Mr Trump expressed hope that Republicans and Democrats could still agree on a stimulus plan despite some disagreements over the terms of the $2tn package on Capitol Hill, saying he did not think they had “any choice” but to strike a deal. “Our goal is to get relief to Americans as quickly as possible,” he said.
Mr Trump said the administration and lawmakers were considering whether to allow members of Congress to vote remotely, given that three had tested positive for coronavirus and others are in self-isolation due to possible exposure to the disease.

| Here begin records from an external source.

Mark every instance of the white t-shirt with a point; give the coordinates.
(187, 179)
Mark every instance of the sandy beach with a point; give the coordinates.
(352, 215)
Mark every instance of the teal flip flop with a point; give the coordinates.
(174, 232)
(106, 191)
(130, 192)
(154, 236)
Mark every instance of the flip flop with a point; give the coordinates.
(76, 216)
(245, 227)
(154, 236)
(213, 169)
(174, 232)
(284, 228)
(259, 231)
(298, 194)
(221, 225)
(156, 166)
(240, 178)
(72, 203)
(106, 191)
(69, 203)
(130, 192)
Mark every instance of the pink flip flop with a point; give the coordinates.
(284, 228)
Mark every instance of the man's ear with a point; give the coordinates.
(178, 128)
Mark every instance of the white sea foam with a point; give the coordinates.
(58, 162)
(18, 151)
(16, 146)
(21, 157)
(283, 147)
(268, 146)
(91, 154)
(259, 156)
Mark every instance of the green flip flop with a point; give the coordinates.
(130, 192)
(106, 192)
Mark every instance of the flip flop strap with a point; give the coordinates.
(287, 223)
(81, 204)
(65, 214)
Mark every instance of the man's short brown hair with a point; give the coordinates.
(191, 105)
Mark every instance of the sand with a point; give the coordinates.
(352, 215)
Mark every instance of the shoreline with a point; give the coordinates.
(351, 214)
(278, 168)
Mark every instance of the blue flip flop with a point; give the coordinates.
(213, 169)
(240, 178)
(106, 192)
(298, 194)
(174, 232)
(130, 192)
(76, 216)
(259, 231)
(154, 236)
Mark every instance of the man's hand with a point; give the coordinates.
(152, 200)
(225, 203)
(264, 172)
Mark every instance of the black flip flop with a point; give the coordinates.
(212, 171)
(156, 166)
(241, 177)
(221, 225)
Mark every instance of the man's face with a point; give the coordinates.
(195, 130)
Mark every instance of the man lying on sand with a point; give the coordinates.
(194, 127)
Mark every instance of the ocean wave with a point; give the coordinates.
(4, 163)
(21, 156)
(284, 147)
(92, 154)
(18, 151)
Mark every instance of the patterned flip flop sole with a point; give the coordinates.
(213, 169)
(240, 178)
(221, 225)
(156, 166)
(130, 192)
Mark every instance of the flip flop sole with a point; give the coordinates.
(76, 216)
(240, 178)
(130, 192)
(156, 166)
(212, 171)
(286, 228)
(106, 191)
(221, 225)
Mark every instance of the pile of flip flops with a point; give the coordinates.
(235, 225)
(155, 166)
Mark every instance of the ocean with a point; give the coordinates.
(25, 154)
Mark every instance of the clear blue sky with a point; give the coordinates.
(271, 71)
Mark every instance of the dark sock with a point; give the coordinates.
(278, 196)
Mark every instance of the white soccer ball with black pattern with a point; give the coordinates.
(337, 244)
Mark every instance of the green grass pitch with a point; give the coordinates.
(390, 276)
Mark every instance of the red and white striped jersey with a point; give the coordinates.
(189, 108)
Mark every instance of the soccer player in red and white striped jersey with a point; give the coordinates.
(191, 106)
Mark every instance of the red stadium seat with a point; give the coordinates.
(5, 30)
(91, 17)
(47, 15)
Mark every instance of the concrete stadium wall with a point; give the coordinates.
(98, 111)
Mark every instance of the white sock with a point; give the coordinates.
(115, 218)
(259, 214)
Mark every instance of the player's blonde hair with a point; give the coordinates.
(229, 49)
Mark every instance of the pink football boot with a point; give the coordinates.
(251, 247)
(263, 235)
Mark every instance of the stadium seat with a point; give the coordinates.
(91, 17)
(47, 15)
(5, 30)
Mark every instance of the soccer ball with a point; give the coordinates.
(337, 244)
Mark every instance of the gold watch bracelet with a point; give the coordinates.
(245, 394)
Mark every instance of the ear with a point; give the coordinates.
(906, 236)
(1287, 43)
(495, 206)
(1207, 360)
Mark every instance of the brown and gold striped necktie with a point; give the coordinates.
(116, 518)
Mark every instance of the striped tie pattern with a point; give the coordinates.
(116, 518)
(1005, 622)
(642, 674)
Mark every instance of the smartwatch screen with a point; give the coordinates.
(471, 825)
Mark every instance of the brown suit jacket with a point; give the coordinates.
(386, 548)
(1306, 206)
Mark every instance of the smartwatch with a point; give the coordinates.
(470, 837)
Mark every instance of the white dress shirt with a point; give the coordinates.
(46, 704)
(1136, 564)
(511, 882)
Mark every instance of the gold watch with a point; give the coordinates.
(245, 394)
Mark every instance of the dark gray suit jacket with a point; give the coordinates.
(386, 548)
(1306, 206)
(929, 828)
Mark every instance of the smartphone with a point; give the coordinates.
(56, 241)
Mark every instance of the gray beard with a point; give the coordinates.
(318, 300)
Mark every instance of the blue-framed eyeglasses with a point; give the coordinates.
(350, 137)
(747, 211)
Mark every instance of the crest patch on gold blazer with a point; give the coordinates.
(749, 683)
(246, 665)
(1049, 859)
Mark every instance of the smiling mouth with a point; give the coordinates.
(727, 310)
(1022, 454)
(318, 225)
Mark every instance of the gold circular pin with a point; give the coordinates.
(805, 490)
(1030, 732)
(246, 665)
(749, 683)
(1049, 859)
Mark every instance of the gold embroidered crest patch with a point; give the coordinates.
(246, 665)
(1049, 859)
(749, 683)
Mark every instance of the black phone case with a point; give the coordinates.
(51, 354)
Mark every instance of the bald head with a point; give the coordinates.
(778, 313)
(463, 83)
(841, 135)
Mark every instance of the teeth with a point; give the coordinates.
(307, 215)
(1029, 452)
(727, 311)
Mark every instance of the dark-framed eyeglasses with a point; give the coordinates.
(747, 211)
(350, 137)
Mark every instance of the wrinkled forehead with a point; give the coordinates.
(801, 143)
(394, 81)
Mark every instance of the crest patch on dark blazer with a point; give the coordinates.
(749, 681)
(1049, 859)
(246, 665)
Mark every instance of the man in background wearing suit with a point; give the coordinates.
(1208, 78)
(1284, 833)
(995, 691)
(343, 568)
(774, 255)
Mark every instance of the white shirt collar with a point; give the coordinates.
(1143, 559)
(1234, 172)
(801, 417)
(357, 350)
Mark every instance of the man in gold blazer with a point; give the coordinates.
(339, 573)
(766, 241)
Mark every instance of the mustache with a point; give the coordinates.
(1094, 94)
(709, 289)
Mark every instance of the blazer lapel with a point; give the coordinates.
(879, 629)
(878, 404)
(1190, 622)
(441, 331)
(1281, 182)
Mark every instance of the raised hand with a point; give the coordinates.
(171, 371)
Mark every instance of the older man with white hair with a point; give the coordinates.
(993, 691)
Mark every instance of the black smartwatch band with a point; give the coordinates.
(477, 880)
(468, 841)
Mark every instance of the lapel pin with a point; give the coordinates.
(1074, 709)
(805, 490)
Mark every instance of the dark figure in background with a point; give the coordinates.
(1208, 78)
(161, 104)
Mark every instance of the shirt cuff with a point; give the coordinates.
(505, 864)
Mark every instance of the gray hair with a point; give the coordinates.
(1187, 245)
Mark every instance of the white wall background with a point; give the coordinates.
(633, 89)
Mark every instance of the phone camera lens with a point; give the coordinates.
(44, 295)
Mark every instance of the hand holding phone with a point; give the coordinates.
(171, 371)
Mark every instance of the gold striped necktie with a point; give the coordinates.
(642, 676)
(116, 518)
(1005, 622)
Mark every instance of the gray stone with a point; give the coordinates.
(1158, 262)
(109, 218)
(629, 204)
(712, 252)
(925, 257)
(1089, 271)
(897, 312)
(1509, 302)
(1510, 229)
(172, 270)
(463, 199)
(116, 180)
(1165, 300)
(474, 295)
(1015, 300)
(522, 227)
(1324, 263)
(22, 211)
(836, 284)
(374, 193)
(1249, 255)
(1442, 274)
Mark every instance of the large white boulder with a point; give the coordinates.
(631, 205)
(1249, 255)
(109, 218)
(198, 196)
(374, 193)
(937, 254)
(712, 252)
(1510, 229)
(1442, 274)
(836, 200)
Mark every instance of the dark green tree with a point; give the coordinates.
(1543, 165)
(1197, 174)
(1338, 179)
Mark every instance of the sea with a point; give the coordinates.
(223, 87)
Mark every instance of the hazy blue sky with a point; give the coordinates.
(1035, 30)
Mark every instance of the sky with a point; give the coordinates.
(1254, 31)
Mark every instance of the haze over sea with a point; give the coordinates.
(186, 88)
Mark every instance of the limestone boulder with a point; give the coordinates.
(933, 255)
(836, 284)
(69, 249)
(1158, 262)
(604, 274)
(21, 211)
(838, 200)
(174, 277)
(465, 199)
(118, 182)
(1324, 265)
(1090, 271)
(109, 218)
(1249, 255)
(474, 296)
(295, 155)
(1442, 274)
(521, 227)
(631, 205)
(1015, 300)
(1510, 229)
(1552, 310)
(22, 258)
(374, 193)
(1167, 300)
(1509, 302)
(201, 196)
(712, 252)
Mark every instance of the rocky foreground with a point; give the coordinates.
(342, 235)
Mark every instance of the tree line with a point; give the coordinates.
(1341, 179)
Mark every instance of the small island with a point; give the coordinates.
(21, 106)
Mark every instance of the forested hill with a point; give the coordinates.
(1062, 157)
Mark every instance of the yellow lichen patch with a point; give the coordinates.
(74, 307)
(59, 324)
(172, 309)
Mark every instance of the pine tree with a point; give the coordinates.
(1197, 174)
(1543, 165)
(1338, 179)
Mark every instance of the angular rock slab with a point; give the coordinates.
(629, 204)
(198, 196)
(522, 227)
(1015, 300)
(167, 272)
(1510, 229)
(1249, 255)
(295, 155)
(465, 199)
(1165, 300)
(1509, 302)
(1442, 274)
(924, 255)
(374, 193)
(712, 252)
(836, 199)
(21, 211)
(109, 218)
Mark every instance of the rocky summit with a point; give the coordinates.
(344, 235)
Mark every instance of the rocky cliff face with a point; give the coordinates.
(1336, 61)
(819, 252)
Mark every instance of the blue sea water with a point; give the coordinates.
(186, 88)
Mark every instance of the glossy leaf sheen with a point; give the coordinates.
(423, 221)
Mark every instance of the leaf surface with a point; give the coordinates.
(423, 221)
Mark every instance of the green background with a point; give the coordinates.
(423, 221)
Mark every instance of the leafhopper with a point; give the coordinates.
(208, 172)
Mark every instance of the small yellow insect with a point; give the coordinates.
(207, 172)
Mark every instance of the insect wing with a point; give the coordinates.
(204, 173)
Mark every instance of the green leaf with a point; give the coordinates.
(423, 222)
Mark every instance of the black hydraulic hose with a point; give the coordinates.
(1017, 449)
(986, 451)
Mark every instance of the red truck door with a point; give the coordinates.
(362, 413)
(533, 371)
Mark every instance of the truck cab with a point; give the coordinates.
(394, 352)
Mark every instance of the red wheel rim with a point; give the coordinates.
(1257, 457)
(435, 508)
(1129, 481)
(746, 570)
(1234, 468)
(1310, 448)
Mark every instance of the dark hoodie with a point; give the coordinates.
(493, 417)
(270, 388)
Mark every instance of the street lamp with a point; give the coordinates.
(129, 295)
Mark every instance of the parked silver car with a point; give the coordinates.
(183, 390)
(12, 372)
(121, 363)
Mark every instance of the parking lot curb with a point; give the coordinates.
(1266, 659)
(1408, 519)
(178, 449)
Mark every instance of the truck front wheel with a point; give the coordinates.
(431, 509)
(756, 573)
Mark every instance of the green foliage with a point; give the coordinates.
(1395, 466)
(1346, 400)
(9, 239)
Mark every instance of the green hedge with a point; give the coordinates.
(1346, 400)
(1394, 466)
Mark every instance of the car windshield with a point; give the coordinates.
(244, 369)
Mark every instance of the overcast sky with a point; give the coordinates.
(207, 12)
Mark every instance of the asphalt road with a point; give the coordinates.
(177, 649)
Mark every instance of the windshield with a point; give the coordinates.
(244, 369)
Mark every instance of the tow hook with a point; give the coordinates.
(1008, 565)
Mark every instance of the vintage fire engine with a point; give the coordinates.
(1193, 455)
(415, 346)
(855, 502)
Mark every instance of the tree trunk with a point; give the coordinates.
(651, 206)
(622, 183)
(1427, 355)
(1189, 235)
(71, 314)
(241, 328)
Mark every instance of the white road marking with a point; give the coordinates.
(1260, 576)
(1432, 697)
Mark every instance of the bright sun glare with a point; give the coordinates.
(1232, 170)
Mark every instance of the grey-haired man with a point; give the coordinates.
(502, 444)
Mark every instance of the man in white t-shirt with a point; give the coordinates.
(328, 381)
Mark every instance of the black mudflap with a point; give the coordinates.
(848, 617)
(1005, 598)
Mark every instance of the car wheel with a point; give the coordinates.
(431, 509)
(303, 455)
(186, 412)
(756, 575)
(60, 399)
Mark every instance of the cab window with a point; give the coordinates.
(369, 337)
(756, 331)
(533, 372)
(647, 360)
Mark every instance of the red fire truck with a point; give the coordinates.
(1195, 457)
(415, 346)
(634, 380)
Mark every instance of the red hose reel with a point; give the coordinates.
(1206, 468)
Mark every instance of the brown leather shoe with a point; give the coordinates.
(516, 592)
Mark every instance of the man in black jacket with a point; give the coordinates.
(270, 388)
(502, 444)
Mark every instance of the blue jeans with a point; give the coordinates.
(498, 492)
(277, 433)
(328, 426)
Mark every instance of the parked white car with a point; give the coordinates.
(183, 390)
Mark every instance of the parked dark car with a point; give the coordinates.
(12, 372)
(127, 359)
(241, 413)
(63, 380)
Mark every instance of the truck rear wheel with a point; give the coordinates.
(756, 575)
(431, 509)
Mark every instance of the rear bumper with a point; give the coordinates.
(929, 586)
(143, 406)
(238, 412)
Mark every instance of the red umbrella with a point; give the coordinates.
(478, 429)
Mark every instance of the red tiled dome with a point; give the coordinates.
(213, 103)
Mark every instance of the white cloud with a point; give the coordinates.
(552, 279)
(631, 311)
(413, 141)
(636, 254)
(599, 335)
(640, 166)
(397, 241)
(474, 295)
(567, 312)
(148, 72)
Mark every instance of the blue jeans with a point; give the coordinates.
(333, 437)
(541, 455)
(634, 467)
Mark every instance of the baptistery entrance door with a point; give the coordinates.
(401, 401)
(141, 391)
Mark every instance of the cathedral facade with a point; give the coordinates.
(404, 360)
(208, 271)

New Zealand’s central bank launches NZ$30bn in quantitative easing
Jamie Smyth in Sydney
New Zealand’s central bank has announced a NZ$30bn (US$16.8bn) quantitative easing programme to tackle a rise in interest rates on government bonds and higher funding costs for the nation’s banks.
Adrian Orr, Reserve Bank of New Zealand governor, said on Monday the negative implications of the coronavirus outbreak had continued to intensify and further monetary stimulus is needed to keep interest rates on government bonds low. The quantitative easing programme will purchase up to NZ$30bn in government bonds, across a range of maturities in the secondary market over the next 12 months, he said.
“The programme aims to provide further support to the economy, build confidence, and keep interest rates on government bonds low,” said Mr Orr.
Mr Orr warned financial conditions had tightened unnecessarily over the past week, reducing the impact of the low official cash rate of 0.25 per cent on achieving the bank’s mandate. Heightened risk aversion has caused a rise in interest rates on long-term New Zealand government bonds and the cost of bank funding.
The launch of quantitative easing in New Zealand follows its government’s launch of a NZ$12bn stimulus package — equivalent to 4 per cent of its economy — last week. Australia’s central bank launched a quantitative easing programme last week, which is also aimed at boosting the economy.